“小池,你终于醒了!吓死妈妈了!”
干净洁白的天花板,灌满鼻腔的消毒水味。
顿时胃里一阵反胃,我拔了输液针,一路踉跄到了卫生间,趴在洗手池上干呕了起来。
妈妈看到这个场面吓坏了,连忙进来帮我拍背顺气。
这个动作也曾有人对我做过。
她刚想叫来护士,我和她说不用了,只是胃里太空,想喝点粥,她将信将疑地看着我,最后还是下楼去打了粥。

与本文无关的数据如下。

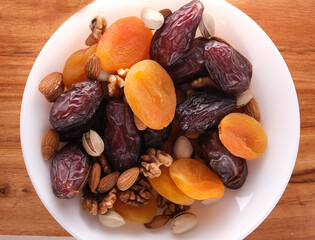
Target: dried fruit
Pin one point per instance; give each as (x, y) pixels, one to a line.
(50, 144)
(76, 106)
(203, 110)
(123, 44)
(121, 136)
(195, 179)
(191, 64)
(230, 169)
(175, 37)
(150, 93)
(69, 170)
(166, 187)
(243, 135)
(227, 68)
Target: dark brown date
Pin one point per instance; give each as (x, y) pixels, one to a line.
(203, 110)
(69, 170)
(76, 106)
(121, 136)
(176, 35)
(227, 67)
(230, 169)
(191, 65)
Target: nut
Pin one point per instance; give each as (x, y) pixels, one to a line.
(252, 109)
(183, 222)
(165, 12)
(51, 86)
(182, 148)
(108, 182)
(127, 178)
(244, 98)
(207, 26)
(93, 143)
(111, 219)
(95, 176)
(139, 124)
(152, 18)
(50, 144)
(157, 222)
(93, 69)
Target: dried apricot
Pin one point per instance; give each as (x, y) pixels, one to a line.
(243, 135)
(166, 187)
(123, 44)
(142, 214)
(150, 93)
(73, 70)
(195, 179)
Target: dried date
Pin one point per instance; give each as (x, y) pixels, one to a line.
(230, 169)
(121, 136)
(69, 170)
(203, 110)
(176, 35)
(191, 65)
(76, 106)
(227, 67)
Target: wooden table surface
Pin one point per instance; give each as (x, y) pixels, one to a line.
(25, 26)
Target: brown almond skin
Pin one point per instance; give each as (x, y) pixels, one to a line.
(95, 176)
(108, 182)
(50, 144)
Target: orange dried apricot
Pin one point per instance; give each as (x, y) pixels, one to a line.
(142, 214)
(123, 44)
(195, 179)
(73, 70)
(243, 135)
(150, 93)
(166, 187)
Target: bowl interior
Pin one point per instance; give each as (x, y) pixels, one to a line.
(240, 211)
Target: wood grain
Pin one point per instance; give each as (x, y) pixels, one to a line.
(27, 25)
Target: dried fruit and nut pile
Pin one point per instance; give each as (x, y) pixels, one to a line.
(151, 120)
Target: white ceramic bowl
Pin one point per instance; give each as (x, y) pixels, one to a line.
(240, 211)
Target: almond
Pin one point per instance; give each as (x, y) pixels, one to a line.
(51, 86)
(252, 109)
(50, 144)
(127, 178)
(157, 222)
(108, 182)
(95, 176)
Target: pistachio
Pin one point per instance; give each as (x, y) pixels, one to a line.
(244, 98)
(183, 222)
(93, 143)
(111, 219)
(207, 26)
(182, 148)
(152, 18)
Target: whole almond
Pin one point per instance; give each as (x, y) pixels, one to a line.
(51, 86)
(127, 178)
(95, 176)
(157, 222)
(50, 144)
(108, 182)
(252, 109)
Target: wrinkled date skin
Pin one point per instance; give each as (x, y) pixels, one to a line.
(227, 68)
(76, 106)
(96, 123)
(203, 110)
(191, 65)
(230, 169)
(69, 170)
(176, 35)
(121, 136)
(155, 138)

我拿起了床头的手机,幸好,还有电,看到日期才发现已经过去一天了。
突然,我脑子里闪过了什么东西,她临走前好像有东西留给了我!
我着急忙慌地跑出了医院,还不忘发信息和妈妈说我不喜欢医院的味道,就先回家了。
收到消息的妈妈说了我两句,最后叮嘱我不要乱跑,老老实实在家待着,她一会就回来。
我轻车熟路找到了景昔家,她家已然被封锁了,但过了一天,采样和取证都已调查的差不多。
我摸出放在兜里的钥匙,打开门走了进去。
她家里的柜子挺多的,我挨个翻找了一遍,终于在衣柜最里面的地方发现了一个缺口。
里面塞着一个不大不小的铁盒,我打开了盖子。
盖子的背面贴着一张便利贴,因为反复粘黏的问题,在我打开盒子后它就掉了出来。
我立刻认了出来那端庄秀丽的字迹是景昔所写。
上面寥寥几句写着:
没能亲手为你戴上真的很遗憾,
尺寸合适,我量过的,
我的小孔雀 ,十八岁生日快乐。
酸涩的眼眶里有热泪在打转,滴湿了那张薄薄的便签。
我赶忙将上面的眼泪擦干,却不小心撕破了脆弱的纸张。
好不容易支起的高墙在那刻土崩瓦解,我哭得撕心裂肺,频频干呕,开始忍不住地咳嗽,像是要将肺都咳出来一样。
我颤颤巍巍地拿起了里面安静躺着的一个方形礼物盒。
盒子很小,只能装得下她那颗破碎的心脏;盒子也很大,能装得下两个残缺的灵魂。
我打开了戒盒,两枚雕刻精美的素圈对戒安静的并立在礼物盒里。
我的那一枚戒环内侧刻着她名字的缩写,她的那一枚里刻着我的。
我们本来要为对方戴上,它会紧贴在我们无名指的血管上,连着心脏。
“我不欠你了。”
我耳边回响着她的话,原来不欠我了,是这个意思。
初雪,将我永留于白头之时。
承诺,将我永困于晨始之出。
山盟虽在,锦书难托。
眼泪不断地打在戒指上,没有人会再为我拭泪,也没人会再在为我拍背安慰。
我眼眶通红的回到家,爸妈已经坐在沙发上等着我了,我转了转无名指上的戒指。
看着它,我就有了勇气。
“你哪去了?是不是又去找那个人了!”父亲严厉的呵斥声在家里响起。
我又开始了耳鸣。
那天之后,我时不时的就会耳鸣。
“哎呀,孩子刚出院凶什么凶啊!”妈妈拉着我坐到了沙发上,轻轻拍着我的背,“你跟妈妈说,你是不是被那个女孩给带坏了!那个男人找到我们家来时我就知道他们是一伙的,都不是什么好人!”
我的头很晕,听到这些污蔑她的言论只觉得心痛欲裂。
张口却发不出一个音节,胃里一阵阵的翻涌。
又想吐了。
我摇摇晃晃地起身上了楼,身后的声音越来越大,争吵的越来越激烈,都在争执着谁对谁错。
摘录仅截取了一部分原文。